The Robert Gordon University (RGU) in Scotland in the United Kingdom has stripped U.S. Republican candidate Donald Trump of an honorary degree awarded to the businessman in 2012. The university received almost $1m in funding from the European Union in 2011/12, and has over a dozen members of staff who are inextricably linked to the pro mass migration European Commission. 

The university, which is a key backer of offshore wind farms, which Mr. Trump’s organisation is fighting in Scotland, said in a statement today: “In 2010 Robert Gordon University awarded an honorary DBA to Mr Donald Trump, in recognition of his achievements as an entrepreneur and businessman.
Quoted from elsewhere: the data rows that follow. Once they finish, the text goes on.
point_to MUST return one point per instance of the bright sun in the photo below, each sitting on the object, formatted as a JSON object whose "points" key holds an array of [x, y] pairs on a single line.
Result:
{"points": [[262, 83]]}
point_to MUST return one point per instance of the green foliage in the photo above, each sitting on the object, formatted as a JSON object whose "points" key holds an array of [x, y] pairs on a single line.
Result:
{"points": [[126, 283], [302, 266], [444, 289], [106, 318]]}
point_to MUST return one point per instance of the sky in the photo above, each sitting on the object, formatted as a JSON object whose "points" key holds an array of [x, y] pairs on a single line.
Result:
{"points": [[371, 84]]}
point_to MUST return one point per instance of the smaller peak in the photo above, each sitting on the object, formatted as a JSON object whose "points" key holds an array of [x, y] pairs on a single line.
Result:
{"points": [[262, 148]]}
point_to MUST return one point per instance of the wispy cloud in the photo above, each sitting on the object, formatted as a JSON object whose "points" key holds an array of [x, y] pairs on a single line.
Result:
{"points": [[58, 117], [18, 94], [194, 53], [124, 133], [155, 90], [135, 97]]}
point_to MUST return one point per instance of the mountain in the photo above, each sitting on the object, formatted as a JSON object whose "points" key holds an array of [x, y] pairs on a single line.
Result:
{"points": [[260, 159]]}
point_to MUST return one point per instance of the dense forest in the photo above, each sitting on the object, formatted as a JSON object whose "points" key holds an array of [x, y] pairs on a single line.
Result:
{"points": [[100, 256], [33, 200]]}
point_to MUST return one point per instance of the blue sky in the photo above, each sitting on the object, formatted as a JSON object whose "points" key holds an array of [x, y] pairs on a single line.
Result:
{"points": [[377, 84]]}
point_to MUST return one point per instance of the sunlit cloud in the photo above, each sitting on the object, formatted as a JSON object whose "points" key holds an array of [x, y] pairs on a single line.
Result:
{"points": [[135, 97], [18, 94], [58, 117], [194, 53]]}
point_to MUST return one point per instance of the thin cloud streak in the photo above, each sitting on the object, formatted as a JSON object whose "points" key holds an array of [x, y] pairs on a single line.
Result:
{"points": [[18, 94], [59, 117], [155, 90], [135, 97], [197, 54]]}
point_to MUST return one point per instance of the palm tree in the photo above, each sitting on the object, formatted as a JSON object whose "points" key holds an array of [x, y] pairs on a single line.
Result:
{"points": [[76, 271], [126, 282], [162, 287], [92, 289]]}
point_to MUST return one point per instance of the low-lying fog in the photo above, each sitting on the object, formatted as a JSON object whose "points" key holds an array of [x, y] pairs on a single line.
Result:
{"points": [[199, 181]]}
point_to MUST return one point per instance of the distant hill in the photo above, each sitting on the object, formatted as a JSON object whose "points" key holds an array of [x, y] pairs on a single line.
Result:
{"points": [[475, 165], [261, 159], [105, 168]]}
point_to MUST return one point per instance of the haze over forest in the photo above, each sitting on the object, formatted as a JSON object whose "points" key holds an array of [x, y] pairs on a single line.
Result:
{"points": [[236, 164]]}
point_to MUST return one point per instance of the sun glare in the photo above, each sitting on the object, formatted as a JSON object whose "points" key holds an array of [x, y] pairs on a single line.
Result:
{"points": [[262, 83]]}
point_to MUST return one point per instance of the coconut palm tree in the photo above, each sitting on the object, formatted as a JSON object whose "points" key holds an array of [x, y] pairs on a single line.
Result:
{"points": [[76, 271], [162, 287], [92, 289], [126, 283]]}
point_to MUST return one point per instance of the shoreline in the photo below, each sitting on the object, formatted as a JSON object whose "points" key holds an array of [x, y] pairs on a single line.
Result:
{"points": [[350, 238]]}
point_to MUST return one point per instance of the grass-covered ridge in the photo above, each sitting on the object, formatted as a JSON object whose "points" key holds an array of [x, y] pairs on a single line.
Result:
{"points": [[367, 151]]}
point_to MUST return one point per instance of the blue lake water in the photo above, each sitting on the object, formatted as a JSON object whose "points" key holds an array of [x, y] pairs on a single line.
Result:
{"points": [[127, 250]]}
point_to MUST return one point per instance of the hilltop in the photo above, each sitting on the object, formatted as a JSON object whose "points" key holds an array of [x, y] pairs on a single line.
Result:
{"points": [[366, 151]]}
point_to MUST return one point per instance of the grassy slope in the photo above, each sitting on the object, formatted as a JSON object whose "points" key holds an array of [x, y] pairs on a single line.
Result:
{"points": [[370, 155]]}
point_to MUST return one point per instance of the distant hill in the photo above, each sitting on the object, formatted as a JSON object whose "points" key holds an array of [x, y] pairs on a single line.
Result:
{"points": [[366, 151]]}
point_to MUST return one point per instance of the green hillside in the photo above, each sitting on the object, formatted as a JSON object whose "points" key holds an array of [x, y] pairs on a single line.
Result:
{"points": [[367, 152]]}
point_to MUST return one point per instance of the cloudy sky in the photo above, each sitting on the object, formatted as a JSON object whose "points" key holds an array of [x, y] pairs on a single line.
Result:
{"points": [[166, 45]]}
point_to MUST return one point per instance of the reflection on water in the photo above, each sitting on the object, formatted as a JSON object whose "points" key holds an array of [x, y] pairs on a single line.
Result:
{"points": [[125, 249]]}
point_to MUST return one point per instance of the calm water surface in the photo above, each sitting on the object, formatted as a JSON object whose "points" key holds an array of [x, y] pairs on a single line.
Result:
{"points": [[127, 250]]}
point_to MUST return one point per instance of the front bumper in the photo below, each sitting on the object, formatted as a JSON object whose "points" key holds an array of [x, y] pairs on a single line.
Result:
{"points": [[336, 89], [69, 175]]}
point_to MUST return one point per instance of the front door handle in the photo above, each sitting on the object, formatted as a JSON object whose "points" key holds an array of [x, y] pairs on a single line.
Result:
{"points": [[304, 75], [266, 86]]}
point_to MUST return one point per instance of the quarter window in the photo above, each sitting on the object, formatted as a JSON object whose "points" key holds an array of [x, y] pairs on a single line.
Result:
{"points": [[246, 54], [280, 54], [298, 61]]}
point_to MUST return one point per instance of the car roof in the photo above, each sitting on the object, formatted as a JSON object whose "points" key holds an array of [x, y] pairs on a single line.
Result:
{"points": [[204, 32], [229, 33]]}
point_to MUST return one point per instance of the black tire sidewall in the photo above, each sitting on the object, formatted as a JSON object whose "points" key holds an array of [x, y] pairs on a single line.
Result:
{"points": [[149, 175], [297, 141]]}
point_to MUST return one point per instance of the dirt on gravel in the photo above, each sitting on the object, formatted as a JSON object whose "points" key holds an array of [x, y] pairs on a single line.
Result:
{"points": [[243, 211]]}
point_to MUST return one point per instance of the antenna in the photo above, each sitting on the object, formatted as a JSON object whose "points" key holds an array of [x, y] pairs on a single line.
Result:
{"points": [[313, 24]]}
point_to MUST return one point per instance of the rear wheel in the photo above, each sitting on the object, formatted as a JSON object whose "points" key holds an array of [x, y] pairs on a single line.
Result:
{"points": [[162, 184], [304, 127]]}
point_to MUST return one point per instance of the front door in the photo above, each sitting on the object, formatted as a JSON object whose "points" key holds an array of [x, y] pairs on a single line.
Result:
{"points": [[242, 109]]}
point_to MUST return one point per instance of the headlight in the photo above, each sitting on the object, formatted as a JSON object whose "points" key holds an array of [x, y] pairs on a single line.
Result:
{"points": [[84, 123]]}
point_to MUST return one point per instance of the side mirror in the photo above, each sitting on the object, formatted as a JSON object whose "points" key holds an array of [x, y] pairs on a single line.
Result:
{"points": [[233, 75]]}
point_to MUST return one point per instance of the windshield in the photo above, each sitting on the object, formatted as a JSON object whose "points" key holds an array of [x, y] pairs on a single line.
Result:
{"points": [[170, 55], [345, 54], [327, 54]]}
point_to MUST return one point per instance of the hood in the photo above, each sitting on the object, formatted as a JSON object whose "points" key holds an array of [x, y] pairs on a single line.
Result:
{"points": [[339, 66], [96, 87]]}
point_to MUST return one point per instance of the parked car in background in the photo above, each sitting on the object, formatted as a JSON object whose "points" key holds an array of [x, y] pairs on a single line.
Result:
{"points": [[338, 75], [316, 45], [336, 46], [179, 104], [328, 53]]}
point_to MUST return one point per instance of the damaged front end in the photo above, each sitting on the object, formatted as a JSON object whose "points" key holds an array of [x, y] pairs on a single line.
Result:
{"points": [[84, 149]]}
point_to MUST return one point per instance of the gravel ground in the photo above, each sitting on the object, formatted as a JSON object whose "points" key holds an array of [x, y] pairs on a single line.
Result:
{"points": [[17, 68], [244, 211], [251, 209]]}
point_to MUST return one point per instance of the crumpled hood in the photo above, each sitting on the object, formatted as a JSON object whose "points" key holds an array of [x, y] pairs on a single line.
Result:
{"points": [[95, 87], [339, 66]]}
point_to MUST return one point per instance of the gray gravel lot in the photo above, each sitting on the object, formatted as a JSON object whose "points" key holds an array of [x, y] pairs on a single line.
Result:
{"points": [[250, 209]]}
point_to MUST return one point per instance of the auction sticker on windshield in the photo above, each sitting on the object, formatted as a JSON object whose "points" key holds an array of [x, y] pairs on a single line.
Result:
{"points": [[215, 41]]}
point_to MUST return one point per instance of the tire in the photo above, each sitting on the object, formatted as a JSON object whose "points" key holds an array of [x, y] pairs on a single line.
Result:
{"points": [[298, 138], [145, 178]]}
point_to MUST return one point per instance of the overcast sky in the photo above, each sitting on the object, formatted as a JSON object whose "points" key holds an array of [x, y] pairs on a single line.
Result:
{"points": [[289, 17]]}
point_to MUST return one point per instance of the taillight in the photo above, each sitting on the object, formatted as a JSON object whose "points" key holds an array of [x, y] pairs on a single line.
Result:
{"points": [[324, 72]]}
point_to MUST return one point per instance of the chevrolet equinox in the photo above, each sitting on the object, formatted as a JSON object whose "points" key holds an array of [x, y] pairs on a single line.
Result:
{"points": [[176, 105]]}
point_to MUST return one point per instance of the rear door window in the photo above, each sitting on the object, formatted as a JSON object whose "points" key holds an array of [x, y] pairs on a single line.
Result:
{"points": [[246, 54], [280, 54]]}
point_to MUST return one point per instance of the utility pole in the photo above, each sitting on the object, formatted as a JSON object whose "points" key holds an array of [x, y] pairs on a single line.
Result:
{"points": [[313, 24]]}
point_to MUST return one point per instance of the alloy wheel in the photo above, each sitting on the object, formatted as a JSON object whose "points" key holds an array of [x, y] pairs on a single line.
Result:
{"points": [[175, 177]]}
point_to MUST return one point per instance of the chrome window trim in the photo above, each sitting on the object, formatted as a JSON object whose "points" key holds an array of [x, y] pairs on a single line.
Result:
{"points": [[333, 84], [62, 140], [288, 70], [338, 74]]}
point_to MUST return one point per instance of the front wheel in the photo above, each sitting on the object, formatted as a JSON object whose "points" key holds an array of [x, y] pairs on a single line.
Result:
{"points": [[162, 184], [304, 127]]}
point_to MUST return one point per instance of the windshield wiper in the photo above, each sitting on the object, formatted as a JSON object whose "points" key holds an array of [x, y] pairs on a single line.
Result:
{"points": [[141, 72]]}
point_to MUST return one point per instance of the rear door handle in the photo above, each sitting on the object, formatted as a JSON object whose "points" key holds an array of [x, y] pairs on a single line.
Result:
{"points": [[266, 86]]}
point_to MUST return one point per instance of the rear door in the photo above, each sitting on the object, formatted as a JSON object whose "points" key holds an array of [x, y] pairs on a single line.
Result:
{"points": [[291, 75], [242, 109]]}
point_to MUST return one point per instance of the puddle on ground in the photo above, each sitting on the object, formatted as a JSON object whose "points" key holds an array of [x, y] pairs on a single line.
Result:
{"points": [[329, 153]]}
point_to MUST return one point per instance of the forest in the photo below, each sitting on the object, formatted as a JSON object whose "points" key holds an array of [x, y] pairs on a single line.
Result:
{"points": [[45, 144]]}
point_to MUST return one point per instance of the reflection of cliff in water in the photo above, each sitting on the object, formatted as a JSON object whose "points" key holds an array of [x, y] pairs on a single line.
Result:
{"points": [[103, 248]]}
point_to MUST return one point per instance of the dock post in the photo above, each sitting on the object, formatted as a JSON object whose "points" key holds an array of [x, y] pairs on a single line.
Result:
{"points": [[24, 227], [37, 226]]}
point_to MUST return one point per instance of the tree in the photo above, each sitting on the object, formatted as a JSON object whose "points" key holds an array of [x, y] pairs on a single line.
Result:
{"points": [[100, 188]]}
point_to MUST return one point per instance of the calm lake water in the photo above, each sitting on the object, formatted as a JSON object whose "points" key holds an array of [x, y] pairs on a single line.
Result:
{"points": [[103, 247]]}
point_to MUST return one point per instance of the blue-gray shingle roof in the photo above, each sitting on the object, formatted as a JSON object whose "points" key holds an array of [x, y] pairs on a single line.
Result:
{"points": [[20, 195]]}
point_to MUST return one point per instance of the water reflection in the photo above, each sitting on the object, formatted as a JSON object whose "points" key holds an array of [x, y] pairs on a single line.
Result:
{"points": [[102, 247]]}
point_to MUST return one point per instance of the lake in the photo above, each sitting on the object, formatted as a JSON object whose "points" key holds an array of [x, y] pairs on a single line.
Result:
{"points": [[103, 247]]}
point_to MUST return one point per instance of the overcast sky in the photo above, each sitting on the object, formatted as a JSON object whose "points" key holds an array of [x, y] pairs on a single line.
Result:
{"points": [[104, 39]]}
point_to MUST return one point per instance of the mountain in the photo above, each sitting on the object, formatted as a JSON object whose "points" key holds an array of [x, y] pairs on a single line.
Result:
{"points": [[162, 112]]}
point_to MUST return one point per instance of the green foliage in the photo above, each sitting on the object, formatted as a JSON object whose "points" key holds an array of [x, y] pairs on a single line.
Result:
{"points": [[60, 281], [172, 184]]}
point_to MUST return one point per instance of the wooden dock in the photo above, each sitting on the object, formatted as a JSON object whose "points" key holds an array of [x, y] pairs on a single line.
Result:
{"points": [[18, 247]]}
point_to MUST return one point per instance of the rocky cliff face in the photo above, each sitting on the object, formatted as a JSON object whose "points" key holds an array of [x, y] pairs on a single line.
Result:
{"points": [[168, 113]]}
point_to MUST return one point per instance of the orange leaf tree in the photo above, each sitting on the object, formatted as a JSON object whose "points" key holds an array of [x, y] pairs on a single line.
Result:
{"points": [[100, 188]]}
“In the course of the current US election campaign, Mr Trump has made a number of statements that are wholly incompatible with the ethos and values of the university. The university has therefore decided to revoke its award of the honorary degree.”

The news was met with broad approval from Scots on social media – hardly surprising given that 82 per cent of voters in Scotland voted for socialists or social democrats at Britain’s General Election in May.

But the university may be being directed from above when it comes to its “ethos and values”, with 2012 documentation showing that the university received $630,000 from the European Commission for a “sustainability” computing project.

Further documentation shows that the university has acted as a partner organisation with the European Commission, with a report stating that a pro-EU “process was greatly supported by the personnel of Robert Gordon University, with unfailing patience and giving freely of their professional expertise”.

The Guardian newspaper noted earlier this year that Mr.Trump “has waged a vigorous campaign against the project to install 11 offshore wind turbines of different types in a test site off Aberdeen known as the European Offshore Wind Deployment Centre [EOWDC], ever since launching his [golf] resort proposals eight years ago”.

The EOWDC has been stalled due to a lack of funding, despite securing $44m funding from the European Commission and Mr. Trump has pledged to spend millions blocking the project in Britain’s Supreme Court, and in the European courts “if necessary”.

So Mr. Trump’s comments about Muslims and immigration may not be the only driving factor behind Robert Gordon University’s decision. The university’s staff are regulars at European Commission events, and their lecturers are routinely assisted by the European Commission for projects.

Julia Kennedy, listed on the RGU website as “International Exchanges Manager” is the European Commission’s UK Erasmus Staff Ambassador. According to RGU, Erasmus “is an EU-funded education and training programme which enables students and university staff to undertake study and work placements in other European countries”, contributing to an “open borders” philosophy across the European Union.

The university has also been supportive of a push towards a common European Union/United States “Common Aviation Area”.

And those in the pay of the European Union, guaranteed large EU pensions, include people at the very top of the university’s board of governors. David Brew – top of the list of the Board of Governors, “joined the Scottish Office as a graduate trainee in 1979 before transferring to the European Commission in Brussels”.

The university’s new Vice Principal for Research, Prof. Paul Hagan, “was on a three-year secondment to the European Commission’s International Scientific Cooperation Programme” before joining the university and the university is one of six “partner” organisations and beneficiaries of the EU-sponsored RiCORE programme which seeks to lower the barriers to the development of “offshore renewables” i.e. wind farms.

Caroline Nixon, a Lecturer RGU, “has worked on many EU-funded projects assessing transposition and implementation of the EU’s Environmental legislation for the European Commission, European Parliament, World Bank and other institutions”.

When Mr. Trump was first awarded the honorary degree in 2010, the former principal of the Aberdeen-based university: “Mr Trump is simply not a suitable person to be given an honorary degree and he should not be held up as an example of how to conduct business”.